There is also a strong sense among some here that the type of perspective in the Bronx is still missing in some crucial parts of mainstream American culture. That's why Sotomayor's nomination is seen as such a huge step.
"She will bring compassion," says Jose Mulero, who came to the United States as a teenager 50 years ago. "I'm not saying white people can't be compassionate or that they discriminate, necessarily, but white people think often of themselves. Latin people, minorities, we think of us all together."
That might sound to some exactly like the kind of reverse racism that critics have charged Sotomayor with. She said in a speech in 2001: "I would hope that a wise Latina woman with the richness of her experiences would more often than not reach a better conclusion than a white male who hasn't lived that life." Through the White House, Sotomayor has made clear that was a poor choice of words.
But in that same speech, she also talked about the tension in America between being "a melting pot and a salad bowl."
"We are a nation that takes pride in our ethnic diversity, recognizing its importance in shaping our society and in adding richness to its existence," she said. "Yet we simultaneously insist that we can and must function and live in a race and colorblind way that ignore these very differences that in other contexts we laud."
For many young people in this neighborhood, those differences are still very much apparent – as are some of the vestiges of distrust between races and socioeconomic groups. Diane Biswas is a high school graduate with some college course work who grew up in the neighborhood surrounding the Bronxdale Houses. She's also a single mother. When she was applying for a job in an upscale store in Manhattan, she felt people were suspicious just because she lived in the South Bronx.
"They asked, 'Is it going to be problem for you to get down here?' " she says. "But the way they asked I knew exactly what they meant: 'Is she a ghetto girl coming from the Bronx to work here and corrupt us?' I know they didn't mean to sound that way, but it was there."
Because of such experiences, many New Yorkers believe that the gist of Sotomayor's controversial comment was on target, if poorly worded. As the first Latina on the court, they say, she will bring a new perspective.

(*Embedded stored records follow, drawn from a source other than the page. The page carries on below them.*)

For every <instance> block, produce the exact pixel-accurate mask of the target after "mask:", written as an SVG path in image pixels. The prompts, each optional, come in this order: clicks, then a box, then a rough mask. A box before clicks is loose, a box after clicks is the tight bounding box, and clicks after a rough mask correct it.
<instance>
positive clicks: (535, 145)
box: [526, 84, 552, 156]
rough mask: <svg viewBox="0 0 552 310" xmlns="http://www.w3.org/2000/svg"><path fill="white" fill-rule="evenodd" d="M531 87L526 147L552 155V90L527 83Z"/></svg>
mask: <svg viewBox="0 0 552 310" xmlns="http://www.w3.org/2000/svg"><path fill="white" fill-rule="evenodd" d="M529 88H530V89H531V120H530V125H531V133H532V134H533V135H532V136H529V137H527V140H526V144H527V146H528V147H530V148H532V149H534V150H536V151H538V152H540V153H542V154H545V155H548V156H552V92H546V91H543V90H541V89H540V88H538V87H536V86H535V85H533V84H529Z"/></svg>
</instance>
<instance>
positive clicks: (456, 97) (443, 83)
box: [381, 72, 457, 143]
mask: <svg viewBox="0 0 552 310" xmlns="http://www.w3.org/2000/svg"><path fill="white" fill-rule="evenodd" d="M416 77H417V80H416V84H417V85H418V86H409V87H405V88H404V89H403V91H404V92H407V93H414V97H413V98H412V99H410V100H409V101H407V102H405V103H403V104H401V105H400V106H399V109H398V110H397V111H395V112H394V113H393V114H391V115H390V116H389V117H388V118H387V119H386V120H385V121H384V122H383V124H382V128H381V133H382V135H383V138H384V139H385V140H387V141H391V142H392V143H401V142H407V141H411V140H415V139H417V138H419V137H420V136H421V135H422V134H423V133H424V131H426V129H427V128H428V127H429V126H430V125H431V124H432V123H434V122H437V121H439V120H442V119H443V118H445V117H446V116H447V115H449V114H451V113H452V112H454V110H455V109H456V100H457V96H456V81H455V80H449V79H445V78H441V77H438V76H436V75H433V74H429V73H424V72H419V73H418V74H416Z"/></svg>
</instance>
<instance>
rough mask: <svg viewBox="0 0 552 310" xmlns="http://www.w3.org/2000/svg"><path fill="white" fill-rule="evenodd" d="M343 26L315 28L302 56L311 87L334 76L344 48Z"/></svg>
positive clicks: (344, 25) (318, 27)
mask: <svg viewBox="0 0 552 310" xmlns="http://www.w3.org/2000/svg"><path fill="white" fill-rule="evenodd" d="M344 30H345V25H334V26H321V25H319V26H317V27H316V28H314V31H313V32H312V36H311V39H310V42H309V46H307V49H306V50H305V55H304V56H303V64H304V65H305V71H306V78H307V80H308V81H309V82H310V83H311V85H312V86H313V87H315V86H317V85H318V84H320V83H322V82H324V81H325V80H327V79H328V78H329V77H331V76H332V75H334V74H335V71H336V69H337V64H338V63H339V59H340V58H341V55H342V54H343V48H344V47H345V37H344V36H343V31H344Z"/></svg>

"It's very much like the first time Thurgood Marshall [an African-American] was nominated: He brought with him a sense of this country that had been missing from the Supreme Court," says Robert Ramirez, incoming president of the Puerto Rican Bar Association in New York. "That was not exclusive of his intimate knowledge of the Constitution. It simply means that he was able to add his unique perspective and a history that may not have always been given voice to on the court. Sotomayor can do that, too, not because the other justices may not have wanted to, but just that it's impossible to have that unique perspective unless you've been raised in the Bronx where you've experienced the culture and flavor and challenge of becoming an accomplished academic performer here."
Growing up with two languages and two cultures, as well as moving between two very different economic strata – think South Bronx and Yale – creates a unique kind of dexterity, say some Latina scholars.
"I always talk about my life as jumping double Dutch – two ropes going in opposite directions and jumping really, really hard and trying not to stop either of them," says Esmeralda Santiago, author of "When I Was Puerto Rican." "Sotomayor is a very good example of that, of somebody who is on both sides and can see both sides and has the intellect to be objective about both sides. I think that's something that's very rare and unusual."
Back on Capitol Hill, though, Republican senators are scouring her record to see if there's any indication that Sotomayor's controversial comment – the "wise Latina woman" one – has influenced her judicial temperament or understanding of the law. On Fox News earlier this week, Sen. Lindsey Graham (R) of South Carolina expressed his reservations about her nomination this way: "That statement is not about talking about her life experiences," he said. "It's getting from her life experiences a superiority based on those experiences versus somebody else in society. And I don't want that kind of person being a judge in my case."